Thanks I got this approach my comment was to know how my approach would be implemented
can anyone explain in G why are we checking for the max value of j- i; such that a[j]>=2*a[i] and j>i? i came across one explanation that said that L+K−1+(max(j-i) for all i<L+mid and i>=L) <=R, but why is it so?
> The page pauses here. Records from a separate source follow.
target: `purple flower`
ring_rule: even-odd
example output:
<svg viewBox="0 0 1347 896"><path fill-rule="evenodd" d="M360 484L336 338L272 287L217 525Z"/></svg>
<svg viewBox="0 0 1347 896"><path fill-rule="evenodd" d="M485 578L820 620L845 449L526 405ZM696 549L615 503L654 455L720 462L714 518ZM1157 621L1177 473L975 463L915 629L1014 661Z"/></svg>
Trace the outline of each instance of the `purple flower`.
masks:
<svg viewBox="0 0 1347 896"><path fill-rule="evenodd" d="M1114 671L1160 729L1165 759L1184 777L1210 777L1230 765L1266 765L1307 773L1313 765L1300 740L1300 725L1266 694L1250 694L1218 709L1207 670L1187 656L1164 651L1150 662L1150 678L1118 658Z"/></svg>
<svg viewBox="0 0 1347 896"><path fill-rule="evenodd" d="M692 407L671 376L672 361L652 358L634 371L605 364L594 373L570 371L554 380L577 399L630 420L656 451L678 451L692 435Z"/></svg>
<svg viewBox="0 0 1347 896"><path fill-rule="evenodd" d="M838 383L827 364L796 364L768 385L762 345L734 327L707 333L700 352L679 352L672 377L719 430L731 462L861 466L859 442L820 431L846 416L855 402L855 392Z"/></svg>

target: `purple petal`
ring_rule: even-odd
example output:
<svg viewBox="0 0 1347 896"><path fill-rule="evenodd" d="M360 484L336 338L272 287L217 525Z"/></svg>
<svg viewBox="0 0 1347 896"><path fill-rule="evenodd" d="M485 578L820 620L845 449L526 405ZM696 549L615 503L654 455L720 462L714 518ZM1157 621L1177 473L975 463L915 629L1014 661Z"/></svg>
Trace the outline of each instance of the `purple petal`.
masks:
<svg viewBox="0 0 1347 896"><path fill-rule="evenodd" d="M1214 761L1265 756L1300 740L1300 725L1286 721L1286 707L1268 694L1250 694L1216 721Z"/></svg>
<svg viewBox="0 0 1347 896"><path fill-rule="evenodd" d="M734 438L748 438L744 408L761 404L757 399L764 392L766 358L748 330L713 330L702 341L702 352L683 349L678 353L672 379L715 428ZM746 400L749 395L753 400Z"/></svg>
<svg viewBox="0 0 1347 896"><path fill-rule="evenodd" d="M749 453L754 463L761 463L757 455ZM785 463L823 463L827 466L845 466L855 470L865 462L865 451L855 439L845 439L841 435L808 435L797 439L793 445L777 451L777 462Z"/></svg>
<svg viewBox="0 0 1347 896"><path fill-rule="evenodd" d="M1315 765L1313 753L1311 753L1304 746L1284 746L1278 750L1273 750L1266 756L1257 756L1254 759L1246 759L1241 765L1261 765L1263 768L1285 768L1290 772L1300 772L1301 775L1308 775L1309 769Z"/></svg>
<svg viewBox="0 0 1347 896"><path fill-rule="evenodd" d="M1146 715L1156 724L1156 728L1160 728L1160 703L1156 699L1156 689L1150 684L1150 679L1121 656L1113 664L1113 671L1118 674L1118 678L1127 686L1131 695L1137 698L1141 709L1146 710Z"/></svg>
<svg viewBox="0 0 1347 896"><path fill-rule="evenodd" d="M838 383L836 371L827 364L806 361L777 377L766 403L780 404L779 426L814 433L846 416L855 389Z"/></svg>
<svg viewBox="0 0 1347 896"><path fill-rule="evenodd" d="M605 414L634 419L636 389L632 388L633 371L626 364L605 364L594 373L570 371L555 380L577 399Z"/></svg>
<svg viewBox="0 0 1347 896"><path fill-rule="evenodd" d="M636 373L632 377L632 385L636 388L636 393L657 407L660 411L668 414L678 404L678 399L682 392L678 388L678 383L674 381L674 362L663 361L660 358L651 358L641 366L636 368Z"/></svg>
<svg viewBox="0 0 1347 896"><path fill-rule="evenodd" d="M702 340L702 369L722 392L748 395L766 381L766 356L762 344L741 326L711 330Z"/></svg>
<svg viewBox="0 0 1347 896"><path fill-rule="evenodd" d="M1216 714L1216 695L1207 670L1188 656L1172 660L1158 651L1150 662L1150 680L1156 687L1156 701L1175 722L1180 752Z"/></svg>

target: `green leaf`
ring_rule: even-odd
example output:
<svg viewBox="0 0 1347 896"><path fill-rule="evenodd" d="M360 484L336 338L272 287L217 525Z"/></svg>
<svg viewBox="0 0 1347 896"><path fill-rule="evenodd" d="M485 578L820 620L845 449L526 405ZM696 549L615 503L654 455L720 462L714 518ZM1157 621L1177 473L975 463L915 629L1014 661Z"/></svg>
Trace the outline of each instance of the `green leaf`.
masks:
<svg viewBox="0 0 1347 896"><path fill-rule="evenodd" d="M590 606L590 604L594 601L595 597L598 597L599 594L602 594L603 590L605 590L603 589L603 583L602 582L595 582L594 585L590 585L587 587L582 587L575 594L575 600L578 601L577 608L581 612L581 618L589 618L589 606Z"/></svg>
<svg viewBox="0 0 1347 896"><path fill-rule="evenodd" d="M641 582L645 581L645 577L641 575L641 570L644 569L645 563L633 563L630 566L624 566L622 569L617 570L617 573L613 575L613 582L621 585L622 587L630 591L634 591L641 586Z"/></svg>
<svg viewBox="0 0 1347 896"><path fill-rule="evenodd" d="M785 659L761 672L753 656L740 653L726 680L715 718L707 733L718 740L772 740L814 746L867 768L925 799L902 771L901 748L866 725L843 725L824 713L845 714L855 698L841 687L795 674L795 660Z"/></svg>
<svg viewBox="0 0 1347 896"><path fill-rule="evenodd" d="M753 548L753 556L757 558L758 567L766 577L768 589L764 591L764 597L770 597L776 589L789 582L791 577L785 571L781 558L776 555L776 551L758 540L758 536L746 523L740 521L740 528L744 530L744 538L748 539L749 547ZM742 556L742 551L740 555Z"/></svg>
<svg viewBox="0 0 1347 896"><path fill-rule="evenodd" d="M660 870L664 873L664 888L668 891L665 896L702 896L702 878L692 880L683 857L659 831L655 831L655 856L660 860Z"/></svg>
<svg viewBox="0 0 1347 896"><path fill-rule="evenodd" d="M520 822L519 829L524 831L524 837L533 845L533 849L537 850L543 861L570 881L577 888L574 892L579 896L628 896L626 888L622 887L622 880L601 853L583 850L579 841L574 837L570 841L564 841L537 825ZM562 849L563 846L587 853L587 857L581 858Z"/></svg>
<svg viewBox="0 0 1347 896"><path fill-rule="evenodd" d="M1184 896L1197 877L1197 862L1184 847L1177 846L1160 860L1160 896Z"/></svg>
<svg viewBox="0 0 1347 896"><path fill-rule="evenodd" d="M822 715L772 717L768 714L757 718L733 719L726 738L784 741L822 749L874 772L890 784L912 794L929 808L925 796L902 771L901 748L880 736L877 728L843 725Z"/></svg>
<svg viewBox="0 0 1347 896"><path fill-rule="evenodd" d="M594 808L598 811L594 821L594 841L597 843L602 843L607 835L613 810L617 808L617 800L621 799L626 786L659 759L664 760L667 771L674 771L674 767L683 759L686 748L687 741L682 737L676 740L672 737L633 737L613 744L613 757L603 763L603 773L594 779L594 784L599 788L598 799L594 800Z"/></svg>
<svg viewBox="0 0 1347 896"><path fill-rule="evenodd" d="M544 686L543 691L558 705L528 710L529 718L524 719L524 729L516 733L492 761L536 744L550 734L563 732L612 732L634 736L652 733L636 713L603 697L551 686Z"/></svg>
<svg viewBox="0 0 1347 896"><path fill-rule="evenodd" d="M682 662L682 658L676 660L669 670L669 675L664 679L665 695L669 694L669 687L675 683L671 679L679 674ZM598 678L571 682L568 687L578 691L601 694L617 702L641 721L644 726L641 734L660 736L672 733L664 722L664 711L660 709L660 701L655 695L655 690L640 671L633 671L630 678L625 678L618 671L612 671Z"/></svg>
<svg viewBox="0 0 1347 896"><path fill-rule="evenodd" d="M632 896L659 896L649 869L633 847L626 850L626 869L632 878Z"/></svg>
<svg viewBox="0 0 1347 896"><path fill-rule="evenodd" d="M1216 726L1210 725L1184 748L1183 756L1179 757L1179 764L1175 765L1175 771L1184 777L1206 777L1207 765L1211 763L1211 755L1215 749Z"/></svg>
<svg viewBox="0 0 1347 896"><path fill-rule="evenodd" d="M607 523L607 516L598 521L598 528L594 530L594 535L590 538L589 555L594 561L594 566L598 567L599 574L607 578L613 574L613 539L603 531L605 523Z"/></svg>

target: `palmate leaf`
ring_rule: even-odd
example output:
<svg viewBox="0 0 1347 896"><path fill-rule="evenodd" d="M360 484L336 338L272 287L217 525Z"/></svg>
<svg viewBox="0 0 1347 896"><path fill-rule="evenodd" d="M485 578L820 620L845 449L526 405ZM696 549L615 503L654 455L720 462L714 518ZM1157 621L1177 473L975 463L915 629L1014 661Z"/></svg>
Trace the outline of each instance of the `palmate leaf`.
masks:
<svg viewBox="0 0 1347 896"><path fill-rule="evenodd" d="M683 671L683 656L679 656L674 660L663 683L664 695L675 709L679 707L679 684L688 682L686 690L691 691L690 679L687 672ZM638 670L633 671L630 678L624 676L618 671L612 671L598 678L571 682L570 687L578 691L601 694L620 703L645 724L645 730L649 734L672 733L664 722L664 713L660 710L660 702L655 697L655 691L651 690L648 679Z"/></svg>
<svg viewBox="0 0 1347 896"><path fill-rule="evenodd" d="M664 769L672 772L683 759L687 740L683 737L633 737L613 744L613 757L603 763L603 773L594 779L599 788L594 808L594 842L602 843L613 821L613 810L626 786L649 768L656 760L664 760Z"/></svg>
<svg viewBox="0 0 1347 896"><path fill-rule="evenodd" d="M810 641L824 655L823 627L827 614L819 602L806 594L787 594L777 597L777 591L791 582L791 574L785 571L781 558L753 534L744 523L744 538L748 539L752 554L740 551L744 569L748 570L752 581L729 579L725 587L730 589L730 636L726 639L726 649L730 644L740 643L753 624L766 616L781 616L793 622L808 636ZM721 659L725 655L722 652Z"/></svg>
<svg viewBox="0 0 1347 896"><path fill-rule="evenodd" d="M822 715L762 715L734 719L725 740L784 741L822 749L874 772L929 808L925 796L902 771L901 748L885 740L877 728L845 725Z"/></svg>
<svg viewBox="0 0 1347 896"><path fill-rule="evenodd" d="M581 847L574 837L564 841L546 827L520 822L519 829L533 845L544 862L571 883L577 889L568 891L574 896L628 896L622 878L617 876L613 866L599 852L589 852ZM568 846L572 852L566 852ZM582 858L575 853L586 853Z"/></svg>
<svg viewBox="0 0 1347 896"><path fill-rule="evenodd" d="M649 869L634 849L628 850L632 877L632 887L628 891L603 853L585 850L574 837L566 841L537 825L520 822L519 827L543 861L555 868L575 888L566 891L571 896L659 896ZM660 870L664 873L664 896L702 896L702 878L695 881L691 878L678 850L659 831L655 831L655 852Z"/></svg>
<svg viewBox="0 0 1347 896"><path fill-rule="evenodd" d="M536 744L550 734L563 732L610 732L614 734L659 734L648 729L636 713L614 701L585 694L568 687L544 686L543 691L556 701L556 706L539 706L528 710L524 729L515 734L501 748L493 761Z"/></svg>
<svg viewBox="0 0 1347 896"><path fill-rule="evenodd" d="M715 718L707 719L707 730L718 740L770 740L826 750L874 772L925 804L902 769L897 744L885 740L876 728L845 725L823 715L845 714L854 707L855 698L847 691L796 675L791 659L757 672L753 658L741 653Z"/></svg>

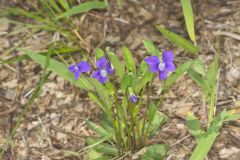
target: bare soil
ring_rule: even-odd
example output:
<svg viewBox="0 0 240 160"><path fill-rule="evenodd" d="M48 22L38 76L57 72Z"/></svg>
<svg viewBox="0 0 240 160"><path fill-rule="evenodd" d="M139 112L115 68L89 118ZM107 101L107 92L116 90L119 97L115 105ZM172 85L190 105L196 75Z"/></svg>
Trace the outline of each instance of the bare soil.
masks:
<svg viewBox="0 0 240 160"><path fill-rule="evenodd" d="M216 37L219 36L221 40L217 112L224 108L240 110L240 1L192 0L192 4L197 42L201 50L199 57L206 65L213 59ZM12 0L4 5L24 4ZM129 0L123 2L122 8L113 2L110 5L108 10L90 11L73 18L83 39L79 43L89 54L94 55L97 47L104 49L109 46L121 56L120 49L125 45L140 63L147 56L142 40L149 39L154 41L160 50L173 50L176 64L192 57L168 42L155 28L155 25L161 24L187 38L179 1ZM54 33L45 31L27 36L28 30L6 36L15 29L14 25L0 22L1 59L22 54L16 50L9 51L14 46L43 51L54 36ZM8 137L40 76L40 66L32 61L1 65L0 145ZM156 80L153 88L155 96L158 96L161 85L162 82ZM166 159L188 159L196 146L187 131L184 117L192 110L202 122L206 122L201 93L201 89L190 77L184 75L172 87L163 106L159 108L159 111L168 116L168 122L152 141L171 146ZM24 116L5 159L83 159L67 156L65 151L81 150L85 146L85 138L94 135L86 127L86 119L98 122L101 119L101 110L88 100L85 92L52 74L40 97ZM240 159L239 142L240 121L225 124L208 159Z"/></svg>

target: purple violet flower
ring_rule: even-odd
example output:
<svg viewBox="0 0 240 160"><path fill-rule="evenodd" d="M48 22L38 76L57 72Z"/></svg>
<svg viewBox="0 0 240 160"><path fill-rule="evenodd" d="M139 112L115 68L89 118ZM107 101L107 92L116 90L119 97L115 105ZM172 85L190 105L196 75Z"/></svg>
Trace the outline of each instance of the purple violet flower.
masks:
<svg viewBox="0 0 240 160"><path fill-rule="evenodd" d="M164 51L161 59L159 59L158 56L150 56L144 59L144 61L150 66L150 72L158 72L159 79L161 80L167 78L168 72L176 70L173 60L174 54L172 51Z"/></svg>
<svg viewBox="0 0 240 160"><path fill-rule="evenodd" d="M111 67L110 62L106 57L102 57L97 60L97 68L98 70L92 74L92 77L99 80L101 83L107 82L107 75L113 74L114 69Z"/></svg>
<svg viewBox="0 0 240 160"><path fill-rule="evenodd" d="M138 102L138 97L136 97L135 95L130 95L129 100L133 103L137 103Z"/></svg>
<svg viewBox="0 0 240 160"><path fill-rule="evenodd" d="M82 61L78 64L70 65L68 70L74 74L74 79L77 80L83 72L88 72L91 70L91 65L88 62Z"/></svg>

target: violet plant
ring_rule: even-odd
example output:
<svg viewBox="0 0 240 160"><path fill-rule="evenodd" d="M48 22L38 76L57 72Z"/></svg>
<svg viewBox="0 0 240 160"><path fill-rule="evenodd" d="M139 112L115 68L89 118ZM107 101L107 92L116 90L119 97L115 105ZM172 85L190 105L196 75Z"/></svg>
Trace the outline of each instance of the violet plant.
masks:
<svg viewBox="0 0 240 160"><path fill-rule="evenodd" d="M174 82L195 61L174 64L172 51L160 52L149 40L143 41L149 55L140 64L127 47L122 48L120 61L109 48L96 50L96 63L81 61L66 66L50 58L48 70L85 90L88 97L103 111L101 124L87 120L88 127L98 136L87 138L88 159L125 158L163 159L169 147L165 144L148 145L167 117L158 111L164 95ZM46 56L26 51L27 55L44 66ZM172 72L172 73L171 73ZM161 81L162 92L153 100L154 82ZM142 153L141 149L145 152ZM139 152L141 154L139 154ZM95 155L95 156L93 156Z"/></svg>

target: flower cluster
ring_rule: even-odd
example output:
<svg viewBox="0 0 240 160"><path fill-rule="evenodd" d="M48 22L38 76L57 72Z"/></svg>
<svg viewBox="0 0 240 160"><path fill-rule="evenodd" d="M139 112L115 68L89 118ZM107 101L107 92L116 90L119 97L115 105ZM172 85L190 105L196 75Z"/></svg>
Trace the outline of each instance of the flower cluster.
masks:
<svg viewBox="0 0 240 160"><path fill-rule="evenodd" d="M173 60L174 54L172 51L164 51L161 59L158 56L150 56L144 59L150 67L150 72L157 72L161 80L167 78L167 72L175 71Z"/></svg>
<svg viewBox="0 0 240 160"><path fill-rule="evenodd" d="M165 80L168 72L175 71L176 68L173 60L174 54L172 51L164 51L161 57L149 56L144 59L144 61L149 65L150 72L158 73L160 80ZM108 75L114 73L111 63L106 57L101 57L97 60L96 66L97 70L93 72L92 77L103 84L106 83ZM77 64L70 65L68 69L74 74L74 79L77 80L82 73L91 71L91 65L86 61L82 61ZM138 97L131 93L129 101L137 103Z"/></svg>
<svg viewBox="0 0 240 160"><path fill-rule="evenodd" d="M96 66L98 70L92 74L92 77L99 80L101 83L106 83L107 75L114 73L114 69L112 68L110 62L106 57L102 57L97 60ZM86 61L82 61L78 64L70 65L68 69L74 74L74 79L77 80L82 73L91 71L91 65Z"/></svg>

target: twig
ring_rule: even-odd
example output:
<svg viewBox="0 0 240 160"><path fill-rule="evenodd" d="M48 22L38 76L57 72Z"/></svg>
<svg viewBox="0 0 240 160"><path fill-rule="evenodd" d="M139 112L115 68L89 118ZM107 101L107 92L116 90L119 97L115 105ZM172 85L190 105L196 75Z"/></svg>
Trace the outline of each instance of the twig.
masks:
<svg viewBox="0 0 240 160"><path fill-rule="evenodd" d="M216 32L213 32L213 35L214 36L227 36L227 37L230 37L230 38L233 38L233 39L236 39L236 40L240 41L240 35L239 34L234 34L234 33L231 33L231 32L216 31Z"/></svg>
<svg viewBox="0 0 240 160"><path fill-rule="evenodd" d="M179 143L181 143L185 139L188 139L189 137L190 137L190 135L187 135L187 136L183 137L182 139L180 139L177 142L173 143L170 147L174 147L174 146L178 145Z"/></svg>

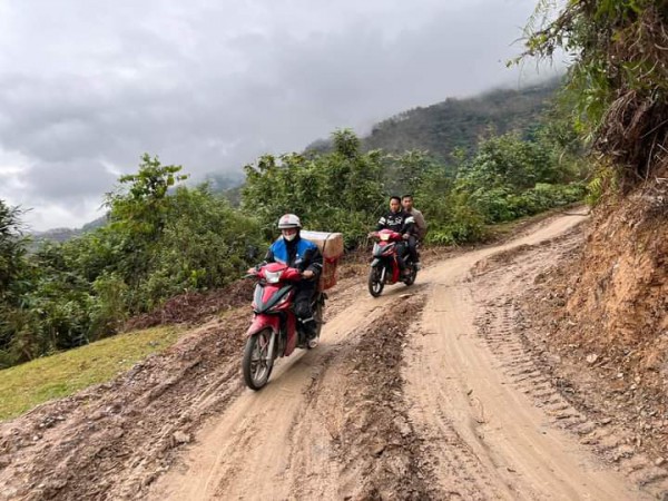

from range $$$L..R$$$ we can choose on $$$k$$$ pairs if and only if
for each $$$i$$$ from $$$L$$$ to $$$L + k - 1$$$
$$$2 * a[i] <= a[R - (L - i)]$$$ holds, that is if we can make pairs from first $$$k$$$ elements to last $$$k$$$ elements
let $$$j$$$ be the nearest index to $$$i$$$ such that $$$2 * a[i] <= a[j]$$$
so we can choose $$$k$$$ pairs if for all $$$i$$$ in $$$L..L + k - 1$$$
$$$j <= R - (L - i)$$$ holds
$$$j - i <= R - L$$$
$$$max(j - i)$$$ for all $$$i$$$ should be $$$<= R - L$$$
How to solve G?
I think problem F is really a brain storm, and thank you atcoder team for providing such a nice problem!
I solved it as follows. I set E = 22, and at first have lvr = [1]. Then, for each given interval [l, r], we first check which points from [l — E, l — 1] can be reached from points belonging to lvr, and this can be done by some simple mathematical computing. We denote these points as xvr. Next, we can use BFS to check which points from [r + 1, r + E] can be reached from xvr. Then, we update lvr according to these points, and move on to the next given interval.
The key idea is that for two given intervals, we only care about some of their neighboring points, at most 22(maybe 20), and for other points, we should deal with them by mathematical computing quickly.
How to check this ?
This can be done as follows. Assume that we have lvr=[lvr[1],lvr[2],..], (remember that lvr has at most E = 22 elements), and for each integer belonging to [l — E, l -1], denoted as y[j], we enumerate every element of lvr, and check whether there is some p, so that, lvr[i] + p * a <= y[j] and y[j] <= lvr[i] + p * b. As long as there is at least one valid value of p, then we can reach y[j].
Problem C with two pointer WA??? :(
atcoder is overrated
Will the english editorials be released for this contest?
Will there be the editorial in english??